- Occupation: Photographer
- Awards: World Press Photo (2023)

= Kimberly dela Cruz =

Filipina photographer

Kimberly dela Cruz is a Filipina photographer. In 2023, she was awarded the World Press Photo award. She has also been the project coordinator of the Philippine Center for Investigative Journalism's Stories Project.

== Career ==
While studying journalism, Dela Cruz became a student activist, carrying her camera during protests. After graduating, she started her career working from 2013 to 2017 as a photo correspondent for Philippine Daily Inquirer before working with documentary photography and working for different publications. Starting in 2016, she began documenting the Philippine drug war through photography and research, and the following year co-produced “Si Kian,” a children's book about the murder of Kian Delos Santos that won a National Children's Book Award. In 2018, she became a fellow at the International Women's Media Foundation and was sent to El Salvador to cover migration, LGBTQI and women's issues.

Among her projects, Dela Cruz produced Death of a Nation, a collection of photographs that narrate scenes related to the drug war in Manila and the lives of families affected by the killings. For the series, in 2019 she was shortlisted for the Magnum Foundation's Inge Morath Award, in 2021 she was awarded the W. Eugene Smith Memorial Fund for Humanistic Photography, and in 2023 was awarded in the “long-term project” category of the World Press Photo contest.

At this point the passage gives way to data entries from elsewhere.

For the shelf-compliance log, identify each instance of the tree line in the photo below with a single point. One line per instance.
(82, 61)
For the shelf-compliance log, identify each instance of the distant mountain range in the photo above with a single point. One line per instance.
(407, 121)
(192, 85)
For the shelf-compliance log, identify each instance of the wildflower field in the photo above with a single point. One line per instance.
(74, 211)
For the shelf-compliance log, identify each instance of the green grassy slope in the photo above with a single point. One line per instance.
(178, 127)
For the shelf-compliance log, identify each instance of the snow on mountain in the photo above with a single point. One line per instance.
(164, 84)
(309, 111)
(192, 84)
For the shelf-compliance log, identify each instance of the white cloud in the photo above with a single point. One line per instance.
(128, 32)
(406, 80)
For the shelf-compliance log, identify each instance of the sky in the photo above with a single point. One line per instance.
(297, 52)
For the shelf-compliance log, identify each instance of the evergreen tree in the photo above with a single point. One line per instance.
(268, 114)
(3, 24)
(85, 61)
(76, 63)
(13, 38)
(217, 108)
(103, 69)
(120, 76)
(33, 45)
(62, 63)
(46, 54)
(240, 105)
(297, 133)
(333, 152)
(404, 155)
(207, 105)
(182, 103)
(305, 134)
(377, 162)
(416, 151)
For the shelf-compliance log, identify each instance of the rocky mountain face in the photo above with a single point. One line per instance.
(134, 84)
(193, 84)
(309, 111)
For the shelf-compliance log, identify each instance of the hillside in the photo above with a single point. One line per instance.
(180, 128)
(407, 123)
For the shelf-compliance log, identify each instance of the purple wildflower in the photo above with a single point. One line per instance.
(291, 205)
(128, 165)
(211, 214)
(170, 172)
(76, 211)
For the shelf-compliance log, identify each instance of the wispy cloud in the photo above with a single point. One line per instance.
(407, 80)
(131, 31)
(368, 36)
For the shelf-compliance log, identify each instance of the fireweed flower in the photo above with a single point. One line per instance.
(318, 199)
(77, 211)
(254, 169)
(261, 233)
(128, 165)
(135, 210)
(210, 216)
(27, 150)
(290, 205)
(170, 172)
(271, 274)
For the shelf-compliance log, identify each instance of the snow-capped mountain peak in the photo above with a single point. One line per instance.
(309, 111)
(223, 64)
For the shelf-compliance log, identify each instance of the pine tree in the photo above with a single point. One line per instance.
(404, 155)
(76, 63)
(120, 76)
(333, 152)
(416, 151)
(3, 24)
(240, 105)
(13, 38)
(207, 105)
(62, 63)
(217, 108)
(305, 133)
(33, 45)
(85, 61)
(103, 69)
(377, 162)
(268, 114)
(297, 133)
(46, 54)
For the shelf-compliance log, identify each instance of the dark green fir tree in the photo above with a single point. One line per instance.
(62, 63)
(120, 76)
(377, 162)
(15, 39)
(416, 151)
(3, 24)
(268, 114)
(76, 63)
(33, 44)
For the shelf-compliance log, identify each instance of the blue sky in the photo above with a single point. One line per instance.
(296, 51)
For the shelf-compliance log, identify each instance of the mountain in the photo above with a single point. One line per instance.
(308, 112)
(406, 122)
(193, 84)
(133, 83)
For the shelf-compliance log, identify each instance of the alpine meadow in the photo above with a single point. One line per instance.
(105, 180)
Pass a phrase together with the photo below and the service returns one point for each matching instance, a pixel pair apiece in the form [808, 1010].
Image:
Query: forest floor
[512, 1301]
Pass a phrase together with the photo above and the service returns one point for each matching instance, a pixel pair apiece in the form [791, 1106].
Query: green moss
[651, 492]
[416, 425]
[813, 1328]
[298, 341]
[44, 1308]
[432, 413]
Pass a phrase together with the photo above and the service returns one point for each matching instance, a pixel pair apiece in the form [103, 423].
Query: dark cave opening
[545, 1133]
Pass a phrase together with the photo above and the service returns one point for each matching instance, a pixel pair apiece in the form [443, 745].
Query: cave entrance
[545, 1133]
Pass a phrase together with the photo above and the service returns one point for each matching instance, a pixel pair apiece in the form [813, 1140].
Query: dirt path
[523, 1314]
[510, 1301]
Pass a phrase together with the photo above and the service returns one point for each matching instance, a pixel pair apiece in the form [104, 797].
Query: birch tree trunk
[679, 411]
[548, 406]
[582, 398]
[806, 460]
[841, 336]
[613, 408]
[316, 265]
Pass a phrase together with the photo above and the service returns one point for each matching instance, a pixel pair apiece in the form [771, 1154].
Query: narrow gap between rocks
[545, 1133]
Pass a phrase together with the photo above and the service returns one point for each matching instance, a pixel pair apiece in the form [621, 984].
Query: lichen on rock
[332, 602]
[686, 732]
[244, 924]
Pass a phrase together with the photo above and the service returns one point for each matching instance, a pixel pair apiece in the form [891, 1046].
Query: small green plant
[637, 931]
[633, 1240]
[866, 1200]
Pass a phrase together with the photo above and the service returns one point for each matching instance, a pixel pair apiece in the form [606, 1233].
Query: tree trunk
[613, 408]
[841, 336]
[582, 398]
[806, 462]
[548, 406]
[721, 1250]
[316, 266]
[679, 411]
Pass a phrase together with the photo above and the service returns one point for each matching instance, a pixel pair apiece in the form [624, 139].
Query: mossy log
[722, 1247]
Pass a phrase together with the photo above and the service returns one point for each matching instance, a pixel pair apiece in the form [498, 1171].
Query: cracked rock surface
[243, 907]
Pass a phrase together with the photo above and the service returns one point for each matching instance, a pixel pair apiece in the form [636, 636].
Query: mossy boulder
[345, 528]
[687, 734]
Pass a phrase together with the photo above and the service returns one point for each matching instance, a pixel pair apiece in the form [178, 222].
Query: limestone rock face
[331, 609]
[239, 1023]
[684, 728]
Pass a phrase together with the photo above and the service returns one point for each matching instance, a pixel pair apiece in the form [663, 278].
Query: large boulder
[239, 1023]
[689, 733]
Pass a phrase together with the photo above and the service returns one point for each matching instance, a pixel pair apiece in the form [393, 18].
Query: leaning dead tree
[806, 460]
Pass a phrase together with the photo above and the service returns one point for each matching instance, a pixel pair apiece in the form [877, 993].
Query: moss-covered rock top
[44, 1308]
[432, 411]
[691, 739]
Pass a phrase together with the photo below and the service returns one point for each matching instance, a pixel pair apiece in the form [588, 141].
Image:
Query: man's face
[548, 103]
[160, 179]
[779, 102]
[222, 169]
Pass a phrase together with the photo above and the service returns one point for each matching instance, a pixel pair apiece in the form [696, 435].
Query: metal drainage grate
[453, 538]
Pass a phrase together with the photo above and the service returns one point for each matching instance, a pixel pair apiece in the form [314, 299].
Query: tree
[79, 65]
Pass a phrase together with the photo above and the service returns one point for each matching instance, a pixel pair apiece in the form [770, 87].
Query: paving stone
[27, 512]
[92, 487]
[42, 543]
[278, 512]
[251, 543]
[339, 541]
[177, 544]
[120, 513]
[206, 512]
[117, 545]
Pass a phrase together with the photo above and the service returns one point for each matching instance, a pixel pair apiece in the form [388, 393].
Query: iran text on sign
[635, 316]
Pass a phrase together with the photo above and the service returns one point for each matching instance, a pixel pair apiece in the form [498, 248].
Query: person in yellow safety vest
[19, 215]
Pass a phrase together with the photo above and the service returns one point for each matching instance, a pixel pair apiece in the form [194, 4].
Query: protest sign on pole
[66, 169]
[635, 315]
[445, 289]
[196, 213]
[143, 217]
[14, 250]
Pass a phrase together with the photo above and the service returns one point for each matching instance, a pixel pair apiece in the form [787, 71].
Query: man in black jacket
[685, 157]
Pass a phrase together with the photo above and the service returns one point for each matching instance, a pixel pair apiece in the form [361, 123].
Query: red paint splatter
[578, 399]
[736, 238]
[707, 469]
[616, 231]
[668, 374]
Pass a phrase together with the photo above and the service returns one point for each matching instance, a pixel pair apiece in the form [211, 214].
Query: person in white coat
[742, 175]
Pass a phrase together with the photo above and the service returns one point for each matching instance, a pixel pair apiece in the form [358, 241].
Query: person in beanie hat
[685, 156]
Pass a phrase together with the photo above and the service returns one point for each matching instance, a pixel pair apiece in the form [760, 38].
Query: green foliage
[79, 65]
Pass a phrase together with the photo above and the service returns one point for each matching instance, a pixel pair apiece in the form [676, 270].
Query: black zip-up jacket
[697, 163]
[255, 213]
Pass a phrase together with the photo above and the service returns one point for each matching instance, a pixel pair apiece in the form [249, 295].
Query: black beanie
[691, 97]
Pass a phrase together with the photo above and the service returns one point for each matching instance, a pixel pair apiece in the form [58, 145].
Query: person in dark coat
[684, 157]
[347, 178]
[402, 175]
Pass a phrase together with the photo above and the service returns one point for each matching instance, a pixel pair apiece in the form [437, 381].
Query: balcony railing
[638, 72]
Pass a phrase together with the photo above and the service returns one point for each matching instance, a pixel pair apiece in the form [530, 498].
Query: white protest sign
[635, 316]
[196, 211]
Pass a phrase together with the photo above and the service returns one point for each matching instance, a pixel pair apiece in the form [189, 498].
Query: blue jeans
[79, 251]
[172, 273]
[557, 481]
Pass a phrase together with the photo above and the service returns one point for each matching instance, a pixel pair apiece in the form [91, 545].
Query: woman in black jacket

Her work has been featured in several publications and exhibitions internationally, including in The Washington Post, Time magazine, BuzzFeed and several local publications. She has participated in nightly group exhibitions on the work of Filipino photographers who have documented extrajudicial killings in the country. The exhibitions were held in Bosnia, France and Thailand. She has also been the coordinator of the Philippine Center for Investigative Journalism's story project, where she co-produced “Si Kian.”.